Home » Jogjapedia » Sepeda Onthel, Simbol Kelas di Jogja Tempo Doeloe

Jogjapedia

Sepeda Onthel, Simbol Kelas di Jogja Tempo Doeloe



Soekarno dan Fatmawati menaiki onthel berkeliling sekitar pabrik madukismo pada 1955. (Dokumen Johnny A. Ganda - Photographer of IPPHOS)

 

Peneguhan kuasa ke sebuah wilayah kerap sukses dengan menggunakan dua cara. Pertama, melalui wacana dan kedua melalui besi atau baja. Cara kedua, dengan baja, sering dilakukan pemerintah kolonial untuk makin meneguhkan kekuasaanya di nusantara. Invasi baja di abad ke-18 tak cuma berupa senjata namun juga alat transportasi. Sepeda salah satu cotohnya.

Onthel, begitu warga Jogja menyebutnya dari dulu hingga sekarang. Dalam Anak Semua Bangsa, Pram menengarai onthel mulai masuk ke nusatara pada awal abad ke-20. Dalam sumber lain dikatakan onthel masuk ke nusantara pada 1890, dua tahun setelah John Dunlop menyempurnakan desain sepeda buatan John Kemp Starley .

Sepeda jadi primadona pada awal abad ke-20 di Eropa. Hal ini memantik Belanda membuat produksi sepedanya sendiri. Puluhan pabrik berdiri dengan merk seperti Fongers, Batavus, atau Sparta. Nusantara, yang menjadi daerah koloni jadi target pengiriman sepeda dari Belanda. Sejumlah kota seperti Batavia dan Jogjakarta menjadi daerah pengiriman.

Tidak sembarang orang bisa menaiki onthel. Hanya pejabat Belanda dan kaum bangsawan yang bisa menungganinya lalu memamerkannya ketika vakansi keliling kota. Penunggang onthel pada masa itu bisa dipastikan hanya orang-orang kaya. Makin banyaknya borjuis nusantara dan orang Belanda pemakai onthel menjadi penegas perbedaan kelas di Jogjakarta. Siapa yang naik onthel punya posisi sosial yang lebih tinggi dibanding rakyat.

Pasca revolusi, onthel tak lagi diminati para borjuis. Pergeseran simbol kelas ini adalah seperti yang dikatakan antropolog, Bronislaw Malinowski tentang teori kebutuhan. Kebutuhan manusia dari waktu ke waktu semakin canggih dan menjadi derivasi dari berbagai kebutuhan dasar. Kebutuhan manusia selalu berkembang dan tidak jumud.
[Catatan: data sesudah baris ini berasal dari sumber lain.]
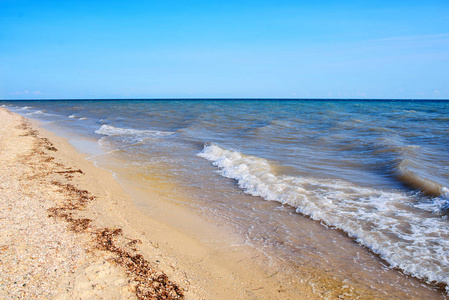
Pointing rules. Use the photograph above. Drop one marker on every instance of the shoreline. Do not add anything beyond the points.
(201, 272)
(221, 268)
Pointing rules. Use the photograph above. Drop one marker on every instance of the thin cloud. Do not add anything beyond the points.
(413, 38)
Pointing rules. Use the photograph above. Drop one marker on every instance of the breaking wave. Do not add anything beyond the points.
(386, 222)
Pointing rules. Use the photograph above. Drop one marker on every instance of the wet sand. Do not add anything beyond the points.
(69, 231)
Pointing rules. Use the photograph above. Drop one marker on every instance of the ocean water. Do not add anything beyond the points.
(374, 172)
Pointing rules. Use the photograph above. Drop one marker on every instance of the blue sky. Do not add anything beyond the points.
(224, 49)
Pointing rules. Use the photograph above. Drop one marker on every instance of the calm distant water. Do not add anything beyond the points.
(378, 170)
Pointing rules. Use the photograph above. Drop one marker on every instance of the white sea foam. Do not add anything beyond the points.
(384, 221)
(117, 131)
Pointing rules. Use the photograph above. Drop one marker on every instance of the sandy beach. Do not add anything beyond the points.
(69, 231)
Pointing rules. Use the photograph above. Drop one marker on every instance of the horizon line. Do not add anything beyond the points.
(219, 98)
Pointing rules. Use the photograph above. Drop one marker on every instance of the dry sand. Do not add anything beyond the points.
(68, 231)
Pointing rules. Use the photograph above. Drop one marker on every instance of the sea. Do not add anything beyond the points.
(297, 179)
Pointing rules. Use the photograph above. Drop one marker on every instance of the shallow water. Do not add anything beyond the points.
(378, 171)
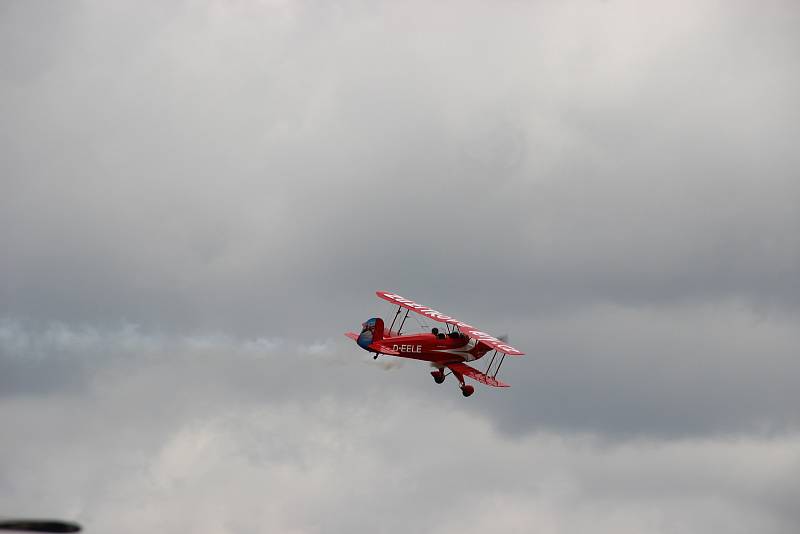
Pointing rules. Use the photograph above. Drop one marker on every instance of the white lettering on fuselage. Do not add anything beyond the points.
(408, 348)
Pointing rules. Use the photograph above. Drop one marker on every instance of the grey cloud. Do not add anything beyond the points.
(612, 184)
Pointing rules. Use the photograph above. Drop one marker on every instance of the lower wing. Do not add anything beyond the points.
(474, 374)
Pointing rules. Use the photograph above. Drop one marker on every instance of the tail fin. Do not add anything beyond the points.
(371, 332)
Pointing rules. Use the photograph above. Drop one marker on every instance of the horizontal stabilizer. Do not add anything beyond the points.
(476, 375)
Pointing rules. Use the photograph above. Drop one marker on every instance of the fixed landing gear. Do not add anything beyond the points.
(438, 376)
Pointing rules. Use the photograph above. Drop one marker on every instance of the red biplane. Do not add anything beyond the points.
(459, 343)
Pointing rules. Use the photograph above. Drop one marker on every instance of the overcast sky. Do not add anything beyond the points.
(198, 198)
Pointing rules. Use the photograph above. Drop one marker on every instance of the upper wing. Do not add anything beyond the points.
(469, 330)
(474, 374)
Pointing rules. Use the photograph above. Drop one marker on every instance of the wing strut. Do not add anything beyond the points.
(395, 318)
(489, 368)
(498, 365)
(399, 330)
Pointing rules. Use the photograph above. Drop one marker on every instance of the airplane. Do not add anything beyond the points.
(459, 343)
(38, 525)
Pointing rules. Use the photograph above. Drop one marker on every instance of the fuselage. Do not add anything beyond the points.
(439, 348)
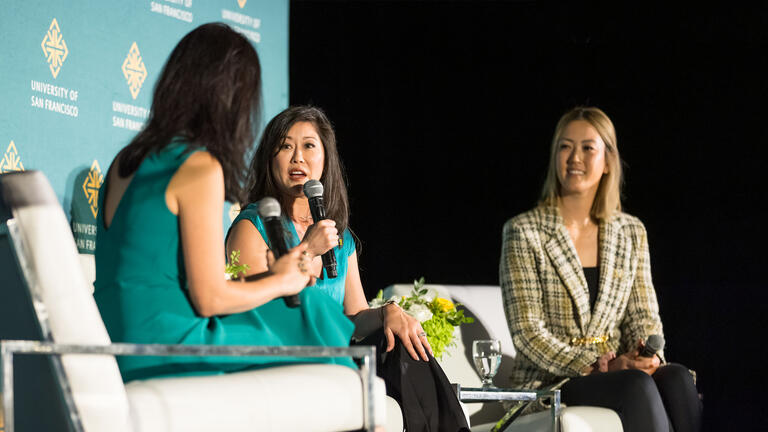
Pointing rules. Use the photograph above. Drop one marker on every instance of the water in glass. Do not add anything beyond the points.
(487, 357)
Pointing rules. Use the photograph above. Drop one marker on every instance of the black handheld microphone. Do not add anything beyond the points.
(653, 344)
(313, 189)
(269, 210)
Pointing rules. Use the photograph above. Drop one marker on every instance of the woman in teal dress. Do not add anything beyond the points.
(160, 246)
(299, 145)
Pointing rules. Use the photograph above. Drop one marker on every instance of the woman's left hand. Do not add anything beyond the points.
(408, 329)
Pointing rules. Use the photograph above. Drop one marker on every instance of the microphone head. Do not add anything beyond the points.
(269, 208)
(655, 343)
(313, 189)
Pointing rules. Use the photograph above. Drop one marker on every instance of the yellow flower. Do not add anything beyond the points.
(445, 304)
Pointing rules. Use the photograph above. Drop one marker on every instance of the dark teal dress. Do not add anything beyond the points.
(333, 287)
(141, 289)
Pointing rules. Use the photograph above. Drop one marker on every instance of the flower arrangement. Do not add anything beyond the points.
(438, 316)
(232, 269)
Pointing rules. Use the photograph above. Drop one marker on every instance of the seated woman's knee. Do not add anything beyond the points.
(636, 383)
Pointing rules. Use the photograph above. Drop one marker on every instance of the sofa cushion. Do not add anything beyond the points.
(287, 396)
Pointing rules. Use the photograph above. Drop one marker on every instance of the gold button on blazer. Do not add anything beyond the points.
(546, 299)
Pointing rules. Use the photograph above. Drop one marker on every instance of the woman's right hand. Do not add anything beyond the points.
(634, 361)
(321, 237)
(293, 268)
(601, 365)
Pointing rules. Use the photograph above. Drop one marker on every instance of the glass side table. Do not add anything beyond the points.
(523, 398)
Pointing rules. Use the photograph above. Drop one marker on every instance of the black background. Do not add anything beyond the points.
(444, 112)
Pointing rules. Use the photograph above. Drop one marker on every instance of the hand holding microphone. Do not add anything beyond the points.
(321, 237)
(313, 189)
(644, 358)
(269, 210)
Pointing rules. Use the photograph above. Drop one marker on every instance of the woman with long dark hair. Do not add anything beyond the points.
(160, 247)
(576, 279)
(299, 145)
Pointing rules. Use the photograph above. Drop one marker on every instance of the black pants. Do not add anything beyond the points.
(424, 393)
(666, 401)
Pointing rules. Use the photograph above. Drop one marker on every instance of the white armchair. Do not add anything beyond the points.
(35, 234)
(485, 304)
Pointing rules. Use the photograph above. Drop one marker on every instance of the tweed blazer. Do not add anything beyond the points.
(546, 299)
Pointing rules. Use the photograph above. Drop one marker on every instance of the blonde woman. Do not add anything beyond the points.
(576, 280)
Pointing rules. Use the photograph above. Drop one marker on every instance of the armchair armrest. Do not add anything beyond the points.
(8, 348)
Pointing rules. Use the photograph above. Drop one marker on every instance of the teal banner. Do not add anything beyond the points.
(77, 81)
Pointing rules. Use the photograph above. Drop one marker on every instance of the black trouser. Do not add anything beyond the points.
(666, 401)
(425, 395)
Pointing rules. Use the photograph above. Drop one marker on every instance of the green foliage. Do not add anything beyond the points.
(445, 316)
(233, 269)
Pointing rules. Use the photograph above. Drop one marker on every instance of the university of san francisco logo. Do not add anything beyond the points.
(11, 160)
(134, 70)
(54, 48)
(91, 187)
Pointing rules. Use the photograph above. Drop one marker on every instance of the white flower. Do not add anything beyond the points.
(420, 312)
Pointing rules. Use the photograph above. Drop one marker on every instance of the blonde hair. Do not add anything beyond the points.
(608, 197)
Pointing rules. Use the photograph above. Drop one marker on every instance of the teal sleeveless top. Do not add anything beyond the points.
(141, 289)
(333, 287)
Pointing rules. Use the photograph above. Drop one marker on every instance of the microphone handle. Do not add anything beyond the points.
(317, 208)
(647, 351)
(275, 235)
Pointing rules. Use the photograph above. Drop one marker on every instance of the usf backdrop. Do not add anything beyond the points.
(76, 81)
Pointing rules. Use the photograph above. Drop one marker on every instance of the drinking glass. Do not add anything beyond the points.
(487, 357)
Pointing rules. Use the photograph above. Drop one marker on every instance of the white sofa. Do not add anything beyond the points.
(306, 397)
(485, 304)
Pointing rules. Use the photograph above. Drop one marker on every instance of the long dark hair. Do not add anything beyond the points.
(261, 183)
(209, 93)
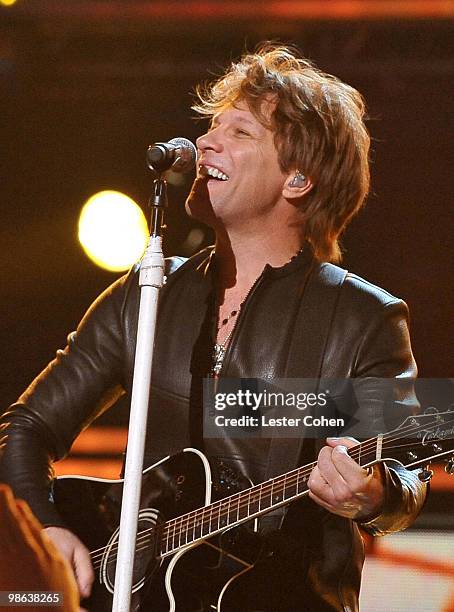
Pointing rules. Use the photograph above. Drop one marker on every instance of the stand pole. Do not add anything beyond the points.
(151, 279)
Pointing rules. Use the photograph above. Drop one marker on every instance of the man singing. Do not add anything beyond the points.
(281, 171)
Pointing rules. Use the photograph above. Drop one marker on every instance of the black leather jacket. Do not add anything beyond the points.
(367, 336)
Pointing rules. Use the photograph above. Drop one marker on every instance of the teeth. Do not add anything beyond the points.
(215, 173)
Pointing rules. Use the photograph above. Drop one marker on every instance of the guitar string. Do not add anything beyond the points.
(252, 498)
(256, 497)
(145, 541)
(275, 486)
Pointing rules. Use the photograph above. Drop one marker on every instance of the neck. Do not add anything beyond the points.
(241, 258)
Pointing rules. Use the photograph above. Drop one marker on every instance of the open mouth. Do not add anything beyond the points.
(213, 172)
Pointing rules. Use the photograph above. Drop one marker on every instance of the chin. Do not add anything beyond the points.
(198, 204)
Makin berkembangnya motor dan mobil merangsang hasrat kebutuhan para borjuis lokal akan memersingkat waktu dan lagi-lagi sebagai pembeda kelas.

Onthel pun disingkirkan. Tak lagi jadi alat transportasi, onthel hanya jadi semacam alat rekreasi. Seperti yang pernah dilakukan Soekarno pada 1955 ketika berkeliling sekitaran Madukismo bersama Fatmawati menunggangi onthel.

Seiring dengan itu, harga sepeda onthel buatan Belanda di Jogjakarta menurun tajam. Terlebih lagi dengan datangnya produk plus onderdilnya dari Cina dan Jepang sejak 1958. Kondisi ini membuat sepeda onthel terjangkau oleh rakyat kecil. Akibatnya onthel pun banyak dipakai oleh rakyat. Dan lagi-lagi menjadi alat pengukur status sosial di masyarakat, bahkan hingga kini.